From the start, TriBeCa’s conversion from warehouse district to restaurant hub has featured opulent, high-end dining destinations. Think Chanterelle, Montrachet, Bouley, Mr. Chow and Danube. This has not changed: More recent additions include One White Street, Atera, Jungsik and now this restaurant, set in a former coffee and tea warehouse. The executive chef and a partner, Mitsunobu Nagae, is serving French fare with Japanese touches in a setting at once informal, with no tablecloths, and luxuriously appointed with plush snow-pea velvet. Mr. Nagae, 34, who is from Osaka, worked in Paris at Le Doyen before moving onto the Joël Robuchon empire, including L’Atelier in New York, and later Shun.

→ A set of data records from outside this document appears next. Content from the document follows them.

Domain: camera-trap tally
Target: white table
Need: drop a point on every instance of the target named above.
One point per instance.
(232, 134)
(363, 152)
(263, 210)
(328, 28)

When he wound up at loose ends once the pandemic closed down restaurants, Rahul Saito, an affluent local resident with a taste for fine food, tapped him for this new enterprise. They define it with the French term “bistronomie,” meaning a bistro for elegant dining. As for the restaurant’s name, it’s a sly reference to the Mitsu, meaning honey, in the chef’s name. (“Abeille” means “bee” in French.) Mr. Nagae’s menu includes pigeon glazed with miso and grilled over binchotan charcoal, lobster marinated with vanilla vinaigrette, and a dessert of strawberries with lychee, rose and shiso. There’s a six-course tasting menu, $180, in addition to à la carte. French bottles and especially Champagnes dominate the wine list, which is curated by John Mckenna, the beverage director.
412 Greenwich Street (Laight Street), 212-542-3898, labeille.nyc.
A third location with a more upscale approach for this Japanese restaurant, which marries classic sushi and chawanmushi with items like a tuna tortilla, has opened. It’s on two floors, but a sushi omakase ($150) is served only at the ground-floor sushi bar, which has 12 seats. (Open Wednesday)
47 Prince Street (Mulberry Street), 323-828-0096, momoyanyc.com.
Keys & Heels
Massimo Lusardi’s In Tune Hospitality has added this lounge, masquerading as a locksmith and shoe repair, to the block where it also has Uva and Uva Next Door. The new spot, done with velvet accents, serves drinks and small plates.
1488 Second Avenue (78th Street), 917-557-0217, keysandheelsnyc.com.
The film “Saturday Night Fever” inspired this red-sauce joint, an outgrowth of Manero’s Pizza. You just might know what to order without even looking at the menu, except that there’s no chicken Parm. (Wednesday)
113 Mulberry Street (Canal Street), 212-345-6789, maneros.pizza.